Since I've been reading about causes, one part of the debate that stood out for me was the fact that neither Carroll nor Craig tried to define "cause." In terms of the debate, this was undoubtedly wise: a long digression on the different definitions of "cause" would probably have lost most of the audience. But it was bad philosophy. Carroll tried to explain that, for a physicist, having a consistent mathematical model that comports with the experimental evidence is all we need. Any discussion of causes and effects will proceed from that model. Craig simply kept repeating his argument from incredulity: a universe can't just pop into being without a reason.
But certainly, how we think about causation affect our ideas on whether a self-contained universe needs a cause.
(By the way, this issue is independent of whether the universe in question has a beginning or not. While it might seem intuitively that a universe that begins is more guilty of "just popping" into existence, it has often been argued that a universe that is infinite in time is no less in need of some sort of external cause or explanation.)
On Hume's regularity view, causation is a matter of constant conjunction: to know that A causes B, we need to know that A is always followed by B. So what we need to do is to make lots of observations of deities, and if "Let there be light!" is always followed by a universe popping into existence, then we can conclude that gods cause universes.
On Wesley Salmon's analysis, a causal process is one that can carry some sort of a mark that transmits from the cause to the effect.
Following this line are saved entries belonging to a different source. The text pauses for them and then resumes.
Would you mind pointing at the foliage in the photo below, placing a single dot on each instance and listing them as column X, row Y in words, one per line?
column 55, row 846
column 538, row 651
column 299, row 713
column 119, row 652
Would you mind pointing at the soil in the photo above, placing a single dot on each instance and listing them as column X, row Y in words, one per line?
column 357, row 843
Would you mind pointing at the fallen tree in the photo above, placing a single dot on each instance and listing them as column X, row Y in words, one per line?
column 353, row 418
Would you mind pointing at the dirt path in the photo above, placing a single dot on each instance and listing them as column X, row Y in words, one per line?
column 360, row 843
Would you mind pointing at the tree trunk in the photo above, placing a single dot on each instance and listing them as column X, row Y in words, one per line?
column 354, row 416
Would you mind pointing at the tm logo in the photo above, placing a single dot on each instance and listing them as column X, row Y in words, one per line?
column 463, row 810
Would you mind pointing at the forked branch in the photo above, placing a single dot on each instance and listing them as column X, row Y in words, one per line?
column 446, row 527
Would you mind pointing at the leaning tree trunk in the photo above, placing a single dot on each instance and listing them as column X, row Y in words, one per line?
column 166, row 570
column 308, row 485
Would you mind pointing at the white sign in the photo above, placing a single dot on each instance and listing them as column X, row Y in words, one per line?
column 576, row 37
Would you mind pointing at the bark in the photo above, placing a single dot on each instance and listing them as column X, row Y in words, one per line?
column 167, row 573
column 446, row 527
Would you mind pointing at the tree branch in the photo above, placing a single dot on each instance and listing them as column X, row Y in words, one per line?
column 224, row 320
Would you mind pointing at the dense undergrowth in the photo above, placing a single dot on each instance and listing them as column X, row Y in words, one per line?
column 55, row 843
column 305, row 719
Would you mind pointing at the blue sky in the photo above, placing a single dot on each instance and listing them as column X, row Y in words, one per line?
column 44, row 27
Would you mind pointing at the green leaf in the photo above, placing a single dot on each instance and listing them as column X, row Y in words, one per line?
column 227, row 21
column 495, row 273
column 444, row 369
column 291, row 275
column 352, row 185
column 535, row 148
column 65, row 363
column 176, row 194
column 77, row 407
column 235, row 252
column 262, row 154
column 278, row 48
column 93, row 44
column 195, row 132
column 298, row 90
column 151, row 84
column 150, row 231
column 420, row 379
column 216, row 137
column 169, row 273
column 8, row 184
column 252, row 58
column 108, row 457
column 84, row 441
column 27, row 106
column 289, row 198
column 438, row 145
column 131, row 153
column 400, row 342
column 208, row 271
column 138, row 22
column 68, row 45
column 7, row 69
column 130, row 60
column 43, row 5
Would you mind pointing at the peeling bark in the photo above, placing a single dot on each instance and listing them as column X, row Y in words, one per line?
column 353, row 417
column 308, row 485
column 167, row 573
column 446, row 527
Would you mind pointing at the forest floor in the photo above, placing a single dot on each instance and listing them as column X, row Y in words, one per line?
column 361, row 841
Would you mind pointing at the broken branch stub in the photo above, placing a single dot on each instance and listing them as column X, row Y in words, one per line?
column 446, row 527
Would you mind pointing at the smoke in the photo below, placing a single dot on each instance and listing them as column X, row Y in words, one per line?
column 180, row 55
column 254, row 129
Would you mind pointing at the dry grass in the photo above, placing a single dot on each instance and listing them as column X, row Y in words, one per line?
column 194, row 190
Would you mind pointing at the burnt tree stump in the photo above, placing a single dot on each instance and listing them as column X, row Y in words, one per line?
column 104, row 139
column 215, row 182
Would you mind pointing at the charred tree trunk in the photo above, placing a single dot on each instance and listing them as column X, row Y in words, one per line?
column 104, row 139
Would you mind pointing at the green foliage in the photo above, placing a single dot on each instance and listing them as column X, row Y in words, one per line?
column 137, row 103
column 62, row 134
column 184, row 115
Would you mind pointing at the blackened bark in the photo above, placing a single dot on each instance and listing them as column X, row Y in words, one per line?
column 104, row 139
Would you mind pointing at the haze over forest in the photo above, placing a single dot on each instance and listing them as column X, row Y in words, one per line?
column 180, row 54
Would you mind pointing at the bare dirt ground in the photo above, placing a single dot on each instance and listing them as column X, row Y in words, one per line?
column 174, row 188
It would seem, though, that if God is perfect, God is impossible to mark. Thus, we could never tell if a mark can be passed to the universe.
Another modern approach is to take causation to involve the transmission of a conserved quantity, like energy or momentum. But neither the theist not the atheist would claim that a universe that has a beginning in time was initiated by a transfer of pre-existing energy, so in this case there is no possibility of a cause.
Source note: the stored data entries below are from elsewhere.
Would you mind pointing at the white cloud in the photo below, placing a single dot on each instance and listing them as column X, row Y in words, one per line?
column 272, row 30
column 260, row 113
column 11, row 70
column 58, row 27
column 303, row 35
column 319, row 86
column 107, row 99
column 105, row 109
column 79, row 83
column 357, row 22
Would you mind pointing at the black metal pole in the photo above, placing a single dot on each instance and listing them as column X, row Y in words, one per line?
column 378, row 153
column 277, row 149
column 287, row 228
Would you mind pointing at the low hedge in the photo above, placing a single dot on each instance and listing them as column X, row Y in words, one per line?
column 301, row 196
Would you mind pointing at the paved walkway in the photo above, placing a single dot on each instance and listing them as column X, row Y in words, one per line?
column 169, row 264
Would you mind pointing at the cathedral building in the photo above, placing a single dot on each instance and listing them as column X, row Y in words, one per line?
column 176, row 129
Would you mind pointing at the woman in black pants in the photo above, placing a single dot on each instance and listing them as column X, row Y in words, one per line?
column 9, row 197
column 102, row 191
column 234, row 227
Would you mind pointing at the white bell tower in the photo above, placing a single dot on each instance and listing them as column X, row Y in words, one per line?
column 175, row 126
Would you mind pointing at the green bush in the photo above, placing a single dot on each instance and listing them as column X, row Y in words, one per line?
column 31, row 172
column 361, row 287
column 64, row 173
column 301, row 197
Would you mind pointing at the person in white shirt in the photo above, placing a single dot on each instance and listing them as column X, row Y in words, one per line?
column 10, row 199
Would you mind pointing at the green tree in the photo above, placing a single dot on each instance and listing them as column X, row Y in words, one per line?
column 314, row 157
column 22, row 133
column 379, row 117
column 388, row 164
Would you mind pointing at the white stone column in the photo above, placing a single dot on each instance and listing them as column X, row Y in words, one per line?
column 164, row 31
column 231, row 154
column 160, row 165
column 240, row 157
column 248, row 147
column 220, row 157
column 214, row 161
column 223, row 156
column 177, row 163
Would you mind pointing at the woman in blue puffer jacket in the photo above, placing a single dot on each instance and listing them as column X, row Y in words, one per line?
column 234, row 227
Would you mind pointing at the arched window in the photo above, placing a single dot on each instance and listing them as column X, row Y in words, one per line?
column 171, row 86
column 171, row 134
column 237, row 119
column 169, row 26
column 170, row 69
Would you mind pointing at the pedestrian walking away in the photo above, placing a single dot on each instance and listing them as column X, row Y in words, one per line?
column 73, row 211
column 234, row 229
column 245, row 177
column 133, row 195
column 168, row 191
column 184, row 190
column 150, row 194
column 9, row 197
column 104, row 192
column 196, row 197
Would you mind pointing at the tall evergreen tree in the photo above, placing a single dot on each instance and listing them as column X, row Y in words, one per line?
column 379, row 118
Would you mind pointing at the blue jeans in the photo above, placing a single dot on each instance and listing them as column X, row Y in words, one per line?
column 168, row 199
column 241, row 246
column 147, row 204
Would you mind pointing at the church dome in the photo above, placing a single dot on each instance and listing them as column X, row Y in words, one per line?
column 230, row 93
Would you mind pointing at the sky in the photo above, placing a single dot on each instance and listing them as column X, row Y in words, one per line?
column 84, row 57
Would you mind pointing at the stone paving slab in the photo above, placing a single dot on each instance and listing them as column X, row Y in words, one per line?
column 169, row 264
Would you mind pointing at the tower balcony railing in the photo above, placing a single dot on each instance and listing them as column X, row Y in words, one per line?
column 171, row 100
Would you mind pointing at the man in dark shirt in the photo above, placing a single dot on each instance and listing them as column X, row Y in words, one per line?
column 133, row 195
On the Aristotelian-Thomian analysis, causation involves a potentiality becoming actuality, and an external cause is necessary to tip something into actuality. A universe is obviously possible (if it were impossible we wouldn't be here), so on this analysis an external cause is needed to make the universe actual.
So it seems possible, in principle at least, that both Craig and Carroll are right: differing definitions of "cause" may yield different conclusions about whether a self-contained universe requires a cause.